#2570 closed help (answered)

Unrecoverable library error in glm recon

Reported by: shakka Owned by: um_support
Component: UM Model Keywords: glm_recon, library error
Cc: Platform: Monsoon2
UM Version: 11.1

Description

Hi NCAS

I'm getting an 'unrecoverable library error' message when running a suite at vn 11.1 (a copy of Stu Webster's vn 11.1 nesting suite u-av356 linked here: https://code.metoffice.gov.uk/trac/rmed/wiki/suites/nesting/worked_eg_2018. The suite successfully ran using 16,32 processors when the cycle dates were in 2015 (default), but I have now changed the dates to the case study I am interested in, and am getting the following error in the glm_recon stage after around 6 minutes:

"lib-4205 : UNRECOVERABLE library error

The program was unable to request more memory space."
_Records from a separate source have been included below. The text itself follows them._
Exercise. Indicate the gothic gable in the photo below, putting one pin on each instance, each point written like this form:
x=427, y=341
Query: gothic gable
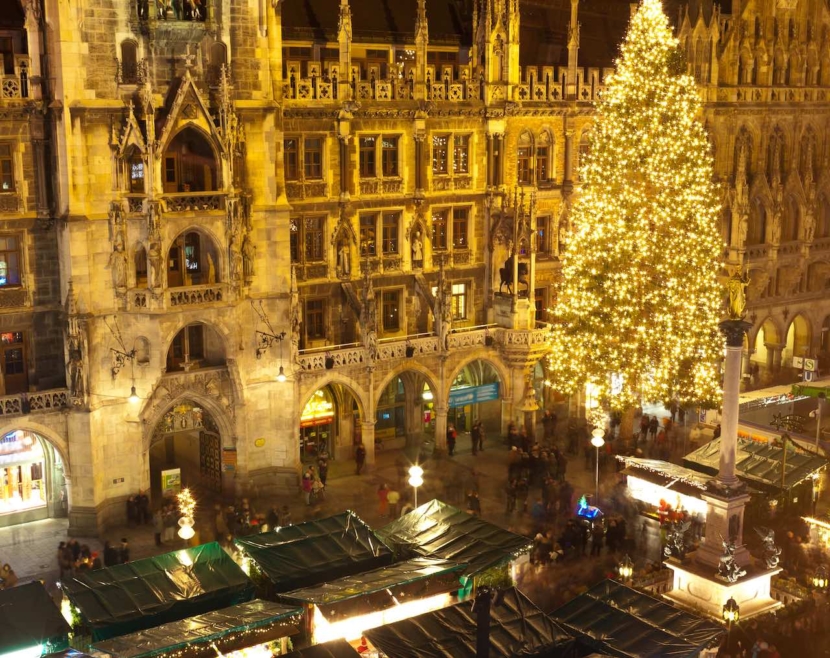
x=189, y=109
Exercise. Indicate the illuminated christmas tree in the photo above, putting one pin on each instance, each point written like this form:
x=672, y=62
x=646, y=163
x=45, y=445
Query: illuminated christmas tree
x=639, y=301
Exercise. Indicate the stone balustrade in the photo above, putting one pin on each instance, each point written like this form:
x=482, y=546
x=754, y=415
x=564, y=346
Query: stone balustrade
x=193, y=295
x=37, y=402
x=405, y=347
x=194, y=201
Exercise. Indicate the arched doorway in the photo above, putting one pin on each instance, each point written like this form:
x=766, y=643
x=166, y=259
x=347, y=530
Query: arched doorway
x=404, y=411
x=32, y=479
x=798, y=340
x=186, y=451
x=475, y=394
x=330, y=423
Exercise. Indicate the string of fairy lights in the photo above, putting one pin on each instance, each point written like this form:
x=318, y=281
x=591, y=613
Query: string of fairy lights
x=639, y=300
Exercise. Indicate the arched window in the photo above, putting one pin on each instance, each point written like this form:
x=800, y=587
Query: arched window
x=823, y=218
x=129, y=62
x=190, y=164
x=192, y=260
x=757, y=233
x=135, y=172
x=792, y=220
x=140, y=267
x=218, y=58
x=524, y=165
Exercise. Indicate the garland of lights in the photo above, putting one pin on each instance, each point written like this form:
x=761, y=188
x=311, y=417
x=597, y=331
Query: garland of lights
x=639, y=302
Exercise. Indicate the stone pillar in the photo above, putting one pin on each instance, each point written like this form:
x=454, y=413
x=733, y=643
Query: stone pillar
x=440, y=428
x=368, y=437
x=734, y=331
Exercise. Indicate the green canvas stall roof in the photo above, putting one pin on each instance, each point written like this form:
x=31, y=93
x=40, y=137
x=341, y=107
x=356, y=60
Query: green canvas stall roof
x=517, y=628
x=620, y=621
x=29, y=618
x=131, y=597
x=350, y=587
x=333, y=649
x=205, y=628
x=306, y=554
x=438, y=530
x=759, y=462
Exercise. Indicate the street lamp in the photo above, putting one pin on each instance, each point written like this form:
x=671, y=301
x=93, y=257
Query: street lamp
x=416, y=479
x=820, y=578
x=731, y=615
x=626, y=569
x=597, y=441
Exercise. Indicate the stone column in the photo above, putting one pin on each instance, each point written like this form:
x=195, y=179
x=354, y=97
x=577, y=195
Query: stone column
x=734, y=331
x=440, y=428
x=367, y=435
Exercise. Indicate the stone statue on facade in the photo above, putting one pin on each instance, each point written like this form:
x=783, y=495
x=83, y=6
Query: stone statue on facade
x=728, y=568
x=248, y=255
x=118, y=263
x=772, y=553
x=736, y=287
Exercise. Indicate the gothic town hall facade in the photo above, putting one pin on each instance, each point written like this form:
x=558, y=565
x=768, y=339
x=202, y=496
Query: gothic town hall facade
x=235, y=234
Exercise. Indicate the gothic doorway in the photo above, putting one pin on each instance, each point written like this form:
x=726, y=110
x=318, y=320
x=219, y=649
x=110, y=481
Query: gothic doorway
x=32, y=479
x=186, y=451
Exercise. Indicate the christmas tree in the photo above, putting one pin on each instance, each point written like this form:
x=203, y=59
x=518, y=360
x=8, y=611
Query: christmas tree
x=639, y=300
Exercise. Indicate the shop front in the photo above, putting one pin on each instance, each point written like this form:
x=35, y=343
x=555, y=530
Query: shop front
x=32, y=482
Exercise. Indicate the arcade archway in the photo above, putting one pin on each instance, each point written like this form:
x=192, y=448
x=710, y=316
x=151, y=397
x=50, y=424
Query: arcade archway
x=330, y=423
x=475, y=394
x=32, y=479
x=186, y=450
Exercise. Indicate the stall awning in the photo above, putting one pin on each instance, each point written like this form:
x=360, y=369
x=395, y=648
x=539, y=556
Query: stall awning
x=517, y=628
x=333, y=649
x=30, y=618
x=619, y=621
x=131, y=597
x=206, y=629
x=314, y=552
x=439, y=530
x=759, y=462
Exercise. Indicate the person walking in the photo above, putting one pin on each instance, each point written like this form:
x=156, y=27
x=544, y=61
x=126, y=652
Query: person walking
x=383, y=500
x=451, y=436
x=475, y=436
x=359, y=457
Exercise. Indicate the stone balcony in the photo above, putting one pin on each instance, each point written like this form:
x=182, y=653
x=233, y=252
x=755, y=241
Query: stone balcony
x=525, y=345
x=144, y=299
x=37, y=402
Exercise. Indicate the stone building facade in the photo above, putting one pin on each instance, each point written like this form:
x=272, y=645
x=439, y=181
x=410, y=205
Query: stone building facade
x=248, y=232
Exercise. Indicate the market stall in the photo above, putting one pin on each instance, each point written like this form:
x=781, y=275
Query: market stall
x=792, y=474
x=256, y=629
x=661, y=485
x=438, y=530
x=516, y=628
x=30, y=623
x=144, y=593
x=616, y=620
x=333, y=649
x=314, y=552
x=346, y=607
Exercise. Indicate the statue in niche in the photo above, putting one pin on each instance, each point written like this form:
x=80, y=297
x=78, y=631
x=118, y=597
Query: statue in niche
x=344, y=258
x=118, y=263
x=417, y=250
x=248, y=255
x=154, y=260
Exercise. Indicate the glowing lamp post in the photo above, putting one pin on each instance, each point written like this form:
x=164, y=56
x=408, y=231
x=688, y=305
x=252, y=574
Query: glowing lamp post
x=416, y=479
x=597, y=441
x=187, y=506
x=626, y=569
x=820, y=578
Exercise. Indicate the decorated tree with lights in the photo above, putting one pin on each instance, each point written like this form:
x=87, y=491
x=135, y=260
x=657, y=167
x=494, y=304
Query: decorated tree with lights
x=639, y=300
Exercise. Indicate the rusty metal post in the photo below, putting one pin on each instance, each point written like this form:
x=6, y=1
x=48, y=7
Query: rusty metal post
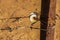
x=52, y=11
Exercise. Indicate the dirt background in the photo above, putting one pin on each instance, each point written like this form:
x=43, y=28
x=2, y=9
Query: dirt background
x=19, y=8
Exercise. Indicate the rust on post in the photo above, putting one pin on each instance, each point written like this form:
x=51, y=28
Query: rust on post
x=50, y=31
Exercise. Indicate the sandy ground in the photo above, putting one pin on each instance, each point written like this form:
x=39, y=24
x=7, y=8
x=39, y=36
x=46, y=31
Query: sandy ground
x=19, y=8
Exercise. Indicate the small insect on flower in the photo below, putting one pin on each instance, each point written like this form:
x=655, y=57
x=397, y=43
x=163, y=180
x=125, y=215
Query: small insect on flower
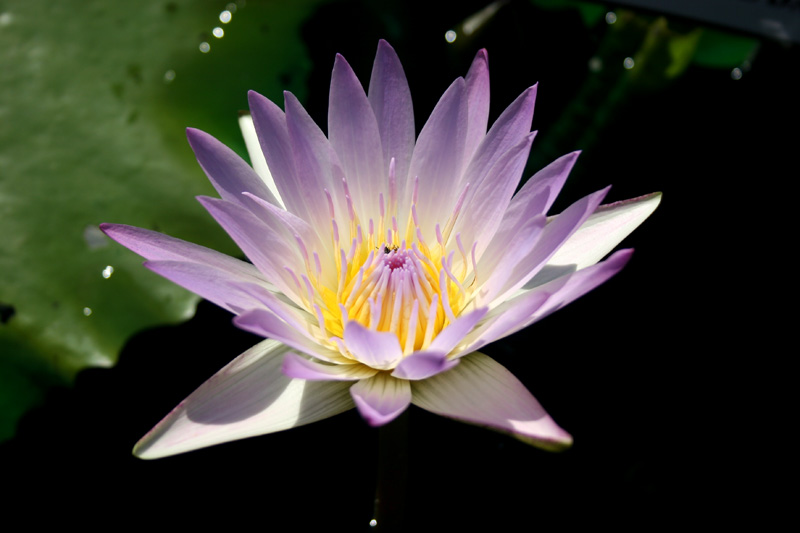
x=381, y=262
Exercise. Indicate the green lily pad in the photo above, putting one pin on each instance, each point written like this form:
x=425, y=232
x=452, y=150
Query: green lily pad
x=93, y=105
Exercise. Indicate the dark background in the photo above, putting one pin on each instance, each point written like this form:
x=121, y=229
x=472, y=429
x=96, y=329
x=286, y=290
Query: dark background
x=654, y=373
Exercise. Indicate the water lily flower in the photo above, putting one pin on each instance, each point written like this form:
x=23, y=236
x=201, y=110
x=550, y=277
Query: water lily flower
x=379, y=263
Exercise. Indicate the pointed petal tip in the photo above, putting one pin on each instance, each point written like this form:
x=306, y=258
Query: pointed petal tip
x=254, y=98
x=194, y=135
x=560, y=444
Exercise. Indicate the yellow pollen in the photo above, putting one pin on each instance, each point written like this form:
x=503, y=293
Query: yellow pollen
x=388, y=281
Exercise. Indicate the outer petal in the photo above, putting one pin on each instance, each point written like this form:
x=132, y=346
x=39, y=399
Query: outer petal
x=317, y=168
x=229, y=174
x=507, y=131
x=257, y=159
x=381, y=398
x=390, y=98
x=492, y=195
x=601, y=232
x=299, y=367
x=267, y=249
x=159, y=247
x=438, y=158
x=550, y=179
x=354, y=134
x=208, y=282
x=374, y=348
x=422, y=365
x=478, y=107
x=483, y=392
x=248, y=397
x=554, y=235
x=533, y=305
x=264, y=323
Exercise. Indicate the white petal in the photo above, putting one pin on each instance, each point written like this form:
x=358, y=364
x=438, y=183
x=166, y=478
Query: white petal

I notice there are several tickets regarding this error, but I have been unable to solve the problem using any of the solutions offered in 2151, 2202, 687 or 1937.
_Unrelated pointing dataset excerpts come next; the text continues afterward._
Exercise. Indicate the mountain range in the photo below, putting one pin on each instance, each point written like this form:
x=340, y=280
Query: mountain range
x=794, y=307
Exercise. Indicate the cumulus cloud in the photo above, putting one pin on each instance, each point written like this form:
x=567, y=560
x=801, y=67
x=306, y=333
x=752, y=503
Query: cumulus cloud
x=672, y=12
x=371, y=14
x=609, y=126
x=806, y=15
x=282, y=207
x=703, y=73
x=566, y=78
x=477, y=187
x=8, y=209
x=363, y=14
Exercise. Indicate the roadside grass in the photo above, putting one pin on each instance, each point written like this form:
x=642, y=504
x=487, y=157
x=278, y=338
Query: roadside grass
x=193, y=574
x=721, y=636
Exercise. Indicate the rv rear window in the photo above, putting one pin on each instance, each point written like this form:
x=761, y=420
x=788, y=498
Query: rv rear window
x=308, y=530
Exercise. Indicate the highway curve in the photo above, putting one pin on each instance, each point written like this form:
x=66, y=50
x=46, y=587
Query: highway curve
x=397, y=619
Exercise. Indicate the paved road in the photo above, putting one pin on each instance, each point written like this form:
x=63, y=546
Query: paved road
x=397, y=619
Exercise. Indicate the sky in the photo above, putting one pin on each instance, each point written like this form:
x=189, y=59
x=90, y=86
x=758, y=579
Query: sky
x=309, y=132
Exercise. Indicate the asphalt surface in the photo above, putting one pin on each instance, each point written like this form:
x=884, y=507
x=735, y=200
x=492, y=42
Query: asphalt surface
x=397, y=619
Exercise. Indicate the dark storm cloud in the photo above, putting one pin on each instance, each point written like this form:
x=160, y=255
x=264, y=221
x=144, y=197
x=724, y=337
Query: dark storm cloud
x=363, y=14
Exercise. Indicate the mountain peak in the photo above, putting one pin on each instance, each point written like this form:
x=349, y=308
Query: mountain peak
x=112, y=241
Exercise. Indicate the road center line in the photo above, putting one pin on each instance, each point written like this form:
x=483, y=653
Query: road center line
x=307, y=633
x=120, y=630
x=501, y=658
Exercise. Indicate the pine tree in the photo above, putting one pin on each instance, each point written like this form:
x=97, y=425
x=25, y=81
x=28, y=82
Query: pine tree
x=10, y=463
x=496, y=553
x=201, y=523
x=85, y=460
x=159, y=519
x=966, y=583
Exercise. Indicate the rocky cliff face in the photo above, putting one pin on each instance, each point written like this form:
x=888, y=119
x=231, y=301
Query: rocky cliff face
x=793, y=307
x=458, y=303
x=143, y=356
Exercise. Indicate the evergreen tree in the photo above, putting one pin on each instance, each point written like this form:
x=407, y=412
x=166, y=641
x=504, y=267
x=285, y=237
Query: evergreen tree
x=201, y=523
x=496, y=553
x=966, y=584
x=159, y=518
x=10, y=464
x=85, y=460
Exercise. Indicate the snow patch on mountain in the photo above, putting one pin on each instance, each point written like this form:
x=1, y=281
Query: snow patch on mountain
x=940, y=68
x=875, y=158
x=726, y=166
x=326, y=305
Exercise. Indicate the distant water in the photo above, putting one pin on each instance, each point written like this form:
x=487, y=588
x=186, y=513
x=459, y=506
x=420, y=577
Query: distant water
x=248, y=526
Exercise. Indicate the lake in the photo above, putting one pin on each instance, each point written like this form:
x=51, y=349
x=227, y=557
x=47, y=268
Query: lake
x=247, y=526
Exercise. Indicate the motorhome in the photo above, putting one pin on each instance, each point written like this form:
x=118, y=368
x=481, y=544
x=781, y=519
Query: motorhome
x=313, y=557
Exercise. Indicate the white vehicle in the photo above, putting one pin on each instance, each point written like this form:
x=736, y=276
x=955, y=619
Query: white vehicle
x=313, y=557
I have tried changing the number of CPUs to drive the model (Driving model setup > dm_nproc) from 16,32 to 24,36 and 30,36, but have had no luck with either of those.

Can you please advise?

Thanks,
Ella

Change History (4)

comment:1 Changed 11 months ago by shakka

Update: In suite-adds.rc I tried changing the line

{% set MPI_TASKS_PER_NODE = (NCPU_PER_NODE * HYPERTHREADS / ( 3 * OMP_NUM_THREADS ) ) |int %}

to {% set MPI_TASKS_PER_NODE = (NCPU_PER_NODE * HYPERTHREADS / ( 8 * OMP_NUM_THREADS ) ) |int %}

and the recon has run, but it seems like the jobs are taking longer to queue than usual.

Ella

comment:2 Changed 10 months ago by willie

Hi Ella,

What's the suite id?

Willie

comment:3 Changed 10 months ago by shakka

Hi Willie,

I think my solution has fixed the problem - I reckon it was just taking longer to queue jobs last week because there were some issues with Monsoon that I didn't know about when I raised the ticket.

Thanks,
Ella

comment:4 Changed 10 months ago by willie

  • Resolution set to answered
  • Status changed from new to closed
Note: See TracTickets for help on using tickets.